Yana hoped one was for her, and it was: Bunny threaded her way through the throng and offered Yana a cup. She reached eagerly to accept it, for the warmth on her hands as well as her innards. She blew across the surface and at the first careful sip wondered if Scan used Clodagh’s recipe or if it was the other way around.
“Could you see? Arc they going to make it?” she asked, nodding toward the corner.
Bunny nodded, her eyes dark with worry.
“Ours’ll recover a lot faster’n theirs, so there’ll be more questions an’ tribunals and inquests and stuff.”
Which Bunny felt were irrelevant, Yana decided. “Isn’t it just that your people are better acclimated?”
Bunny looked disgusted. “Of course they are and we try to explain that to them, but they”-the pronoun was used in contempt-“never admit the fact. Their people should somehow be better able to cope when most of ‘em’s never lived outside at all. And,” she added with perplexity in her voice, “that’s not the real problem anyway. The real problem is that they think they have to know everything about everything, and they don’t. Even we who live here don’t. But we know enough to pay attention to what the planet tells us, and they don’t seem to pay attention to nothin’.”
Yana sipped, letting the warmth thaw the ice in her blood. Maybe she would do better if she ran like the others did. She had done nothing but sit, and she was whacked-whereas Bunny’s face was ruddy with stimulation, and Sean hadn’t even looked puffed when he had grabbed the pack off her lap. Everyone in the room had settled down to what might be a long wait, one of many they endured with great patience. Yana felt her own running out, complicated by a growing sense of claustrophobia in a room packed with folk she didn’t know well enough to wait equably with. She shifted her feet restlessly, wondering if she could withdraw without giving offense. Not that that was so much a problem, since she doubted anyone would notice one less body in the room except with gratitude. A more realistic concern was whether she could make it through this bunch to the door. And if and when she did, what would she do then, back at her cold and lonely cabin? That half hour in Scan’s company had emphasized the disadvantages of solitude. She had felt oddly alive and on the alert in his company, the first time she had felt that way since Bry.
“Look, this might take hours,” Bunny said, and Yana glanced sharply at her. “I’ve got to tend the dogs.”
“Could I help, so I’ll know something about their care?” Yana asked, hoping to delay the onset of bleaker hours alone.
“Sure.” Bunny grinned, pleased at her offer. “It’s not all that hard.”
“If you say so,” Yana said, and bundled back up in her winter gear to walk beside the team as Bunny drove it back over to the kennels at her Aunt Moira’s.
It wasn’t hard, exactly, but it required Yana to concentrate as she followed Bunny’s example in removing the harness, checking it for wear, oiling it, and hanging it up properly, then checking the dogs’ paw pads for any cuts and applying an ointment concoction of Clodagh’s between the toes before chaining the animals up.

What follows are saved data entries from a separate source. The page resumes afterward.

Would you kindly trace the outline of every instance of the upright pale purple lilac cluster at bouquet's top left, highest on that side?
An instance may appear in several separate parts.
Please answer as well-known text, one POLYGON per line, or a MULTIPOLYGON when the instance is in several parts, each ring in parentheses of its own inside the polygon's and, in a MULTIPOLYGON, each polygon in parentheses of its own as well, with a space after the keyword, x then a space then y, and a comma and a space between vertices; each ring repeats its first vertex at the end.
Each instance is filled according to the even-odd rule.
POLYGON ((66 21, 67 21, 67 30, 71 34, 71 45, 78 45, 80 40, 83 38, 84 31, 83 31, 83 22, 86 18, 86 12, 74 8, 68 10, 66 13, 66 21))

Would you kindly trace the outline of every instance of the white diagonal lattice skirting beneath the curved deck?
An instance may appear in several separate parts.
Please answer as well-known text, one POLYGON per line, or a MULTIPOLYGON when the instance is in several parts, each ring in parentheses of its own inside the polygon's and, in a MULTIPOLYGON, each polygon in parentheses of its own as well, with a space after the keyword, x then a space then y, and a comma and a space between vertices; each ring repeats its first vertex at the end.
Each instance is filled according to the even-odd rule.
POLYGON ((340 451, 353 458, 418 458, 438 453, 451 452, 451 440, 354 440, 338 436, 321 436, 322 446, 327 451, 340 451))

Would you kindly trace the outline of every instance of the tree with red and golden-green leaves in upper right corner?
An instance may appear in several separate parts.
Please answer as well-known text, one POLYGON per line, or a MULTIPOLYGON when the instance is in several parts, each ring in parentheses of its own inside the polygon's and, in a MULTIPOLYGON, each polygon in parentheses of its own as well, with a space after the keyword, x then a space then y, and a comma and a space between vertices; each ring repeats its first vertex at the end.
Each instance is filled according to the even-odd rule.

“You’re lucky,” Bunny told her. “I cleaned the dog yard and put down fresh straw this morning already, so you don’t have to do that part.”
Having shown her what to do, Bunny retrieved some pre-chopped chunks of fish and other meat from a barrel outside her door and went into the house. When Yana had finished the dogs, she went inside and saw that Bunny was boiling the preboned meat, mixing with it what looked like hardened bread dough and fat. She finally crumbled up some suspiciously familiar pink-and-green tablets that looked like vitamin-mineral supplements of the kind issued to company troops. While the mixture heated, Bunny thawed snow on the back of the stove. Once it was melted, she and Yana used the same container to water each of the dogs in turn. By then the mixture was cooked to Bunny’s liking, and they distributed it to the hungry animals.